Keep Toxic Chemicals out of our Food
Mercury contamination in fish, toxic pesticides used to grow our fruits and vegetables, and a soup of poorly regulated food additives threaten the safety of food and the communities living in agricultural areas - particularly in California. Studies show that the developing brains and nervous systems of babies and children are exquisitely sensitive to the effects of these chemicals and exposures can contribute to neurobehavioral disorders like Autism Spectrum Disorder, Attention Deficit and Hyperactivity Disorder, and Intellectual Disability. According to this new analysis, together these disorders impact nearly 28,000 Californian children a year.

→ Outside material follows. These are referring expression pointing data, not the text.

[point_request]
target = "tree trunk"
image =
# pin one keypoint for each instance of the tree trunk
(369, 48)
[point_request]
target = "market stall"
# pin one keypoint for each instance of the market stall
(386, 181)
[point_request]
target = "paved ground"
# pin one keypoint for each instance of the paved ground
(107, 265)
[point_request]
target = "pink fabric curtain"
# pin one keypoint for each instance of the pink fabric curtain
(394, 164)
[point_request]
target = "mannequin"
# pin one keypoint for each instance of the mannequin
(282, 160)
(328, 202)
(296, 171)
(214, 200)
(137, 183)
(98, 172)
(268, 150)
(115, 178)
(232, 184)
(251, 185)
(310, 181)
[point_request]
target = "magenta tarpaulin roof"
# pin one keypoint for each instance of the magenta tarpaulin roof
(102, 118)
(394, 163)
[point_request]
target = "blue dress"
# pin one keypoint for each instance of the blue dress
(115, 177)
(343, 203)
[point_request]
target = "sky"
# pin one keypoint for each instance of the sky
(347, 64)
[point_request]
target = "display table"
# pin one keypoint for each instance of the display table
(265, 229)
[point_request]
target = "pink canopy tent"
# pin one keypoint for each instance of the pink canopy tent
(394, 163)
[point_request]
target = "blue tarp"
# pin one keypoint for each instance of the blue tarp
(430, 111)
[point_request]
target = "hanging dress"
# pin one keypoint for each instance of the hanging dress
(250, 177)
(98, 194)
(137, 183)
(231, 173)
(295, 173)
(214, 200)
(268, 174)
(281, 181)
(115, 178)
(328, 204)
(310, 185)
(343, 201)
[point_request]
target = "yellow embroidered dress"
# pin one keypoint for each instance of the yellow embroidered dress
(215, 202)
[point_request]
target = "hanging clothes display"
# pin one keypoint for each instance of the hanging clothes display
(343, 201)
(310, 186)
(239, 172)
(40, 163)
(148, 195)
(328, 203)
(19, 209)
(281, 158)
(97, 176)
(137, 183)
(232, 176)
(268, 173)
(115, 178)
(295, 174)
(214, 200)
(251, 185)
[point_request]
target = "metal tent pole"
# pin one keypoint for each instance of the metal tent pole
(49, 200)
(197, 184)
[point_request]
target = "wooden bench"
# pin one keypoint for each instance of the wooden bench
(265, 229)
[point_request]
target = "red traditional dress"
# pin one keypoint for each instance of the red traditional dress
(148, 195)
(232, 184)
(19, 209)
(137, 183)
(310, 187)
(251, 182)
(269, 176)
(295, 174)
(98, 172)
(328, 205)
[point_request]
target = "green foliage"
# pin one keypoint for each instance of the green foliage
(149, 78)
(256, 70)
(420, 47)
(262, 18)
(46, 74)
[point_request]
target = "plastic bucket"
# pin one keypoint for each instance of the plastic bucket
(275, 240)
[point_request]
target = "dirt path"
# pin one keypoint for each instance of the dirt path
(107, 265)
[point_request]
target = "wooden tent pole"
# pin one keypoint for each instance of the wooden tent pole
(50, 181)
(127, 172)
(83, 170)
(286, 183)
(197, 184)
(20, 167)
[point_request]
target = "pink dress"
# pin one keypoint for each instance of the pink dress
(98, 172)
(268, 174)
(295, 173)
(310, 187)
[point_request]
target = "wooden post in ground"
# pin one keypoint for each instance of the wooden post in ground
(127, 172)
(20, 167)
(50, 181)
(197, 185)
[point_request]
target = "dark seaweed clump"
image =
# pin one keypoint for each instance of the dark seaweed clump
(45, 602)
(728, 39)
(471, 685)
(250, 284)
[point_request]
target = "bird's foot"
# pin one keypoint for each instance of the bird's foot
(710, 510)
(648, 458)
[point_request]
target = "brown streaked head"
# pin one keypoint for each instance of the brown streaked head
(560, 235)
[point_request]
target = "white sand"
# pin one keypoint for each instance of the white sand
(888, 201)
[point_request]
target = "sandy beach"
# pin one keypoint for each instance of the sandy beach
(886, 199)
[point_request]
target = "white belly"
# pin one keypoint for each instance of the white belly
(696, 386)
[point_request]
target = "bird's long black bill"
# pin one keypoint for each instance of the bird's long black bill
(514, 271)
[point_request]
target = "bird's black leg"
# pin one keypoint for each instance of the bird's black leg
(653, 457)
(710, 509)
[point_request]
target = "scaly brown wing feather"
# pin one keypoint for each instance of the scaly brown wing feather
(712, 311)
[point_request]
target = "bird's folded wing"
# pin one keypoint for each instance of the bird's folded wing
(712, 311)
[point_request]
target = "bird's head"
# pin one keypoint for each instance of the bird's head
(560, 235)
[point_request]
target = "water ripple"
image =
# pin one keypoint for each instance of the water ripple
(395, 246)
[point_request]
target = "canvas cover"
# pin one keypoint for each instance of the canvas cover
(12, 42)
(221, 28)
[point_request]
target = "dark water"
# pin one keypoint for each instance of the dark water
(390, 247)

Design Household Products to be Safe
Unfortunately, current policies do not ensure the safety of chemicals used in household products before they go on the market. As a result, studies have linked exposures to chemicals found in products throughout the home, like phthalates and flame retardant chemicals, to loss of IQ points and other neurobehavioral disorders. Many of these chemicals are not listed on labels and consumers are left with limited and confusing information on how to protect themselves and their families. Consumers should have access to information about chemicals in their everyday products like flame retardants in furniture and the hormone-disrupting chemical BPA. Companies need to use the process of alternatives analysis to replace the toxic and hazardous chemicals used in household products with truly safer substitutes and designs. For California's children to learn and thrive in healthy environments, we need to see comprehensive policies and programs like Safer Consumer Products expand and come to scale in order to drive fundamental changes in the marketplace, so that products are designed to be safe.
Prioritize Prevention
State and local health and environmental agencies must make reducing the environmental hazards linked to childhood diseases a priority. Too often, the programs of these agencies lose sight of this goal and don't provide the necessary resources to research, track, and reduce the environmental threats to human health.